Introduction: Atopic dermatitis (AD) is diagnosed based on clinical signs and symptoms as well as on a clinical course lacking distinct laboratory or histological features; however, the recent appearance of molecularly targeted drugs against AD urges us to try to discover and develop biomarkers useful for treating AD patients.
Areas covered: This article commenced with a targeted PubMed search using 'atopic dermatitis' and 'biomarker' as keywords. We combined the findings from the B-PAD study that we have recently published and summarized data, particularly those recently published.

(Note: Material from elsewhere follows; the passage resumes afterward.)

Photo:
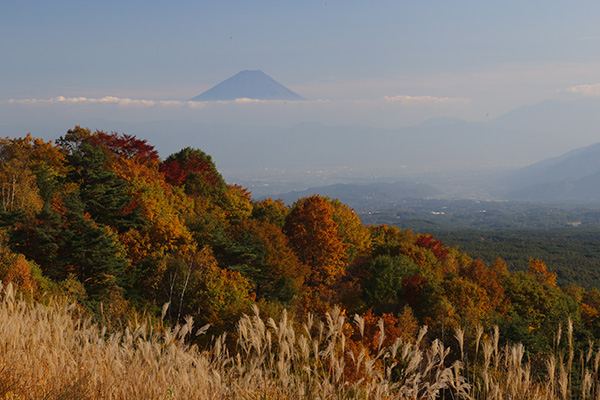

Expert opinion: Many cells and molecules are listed as potential biomarkers of AD, most of which are type 2 mediators. Among them, CCL17/TARC is now thought to be the most reliable biomarker of AD. During the B-PAD study, we recently found that three biomarkers - squamous cell carcinoma antigen 2 (SCCA2), CCL26/eotaxin-3, and lactose dehydrogenase (LDH) - are better able than CCL17/TARC to assess the clinical severity and disease activity of AD. Moreover, although several biomarkers showed good ability to monitor the efficacy of molecularly targeted drugs against AD. More studies on the discovery and development of biomarkers of AD are awaited to refine treatments for AD patients.
Keywords: Atopic dermatitis; CCL17/TARC; CCL26/eotaxin-3; LDH; SCCA2; biomarker; molecularly targeted drug; type 2 mediator.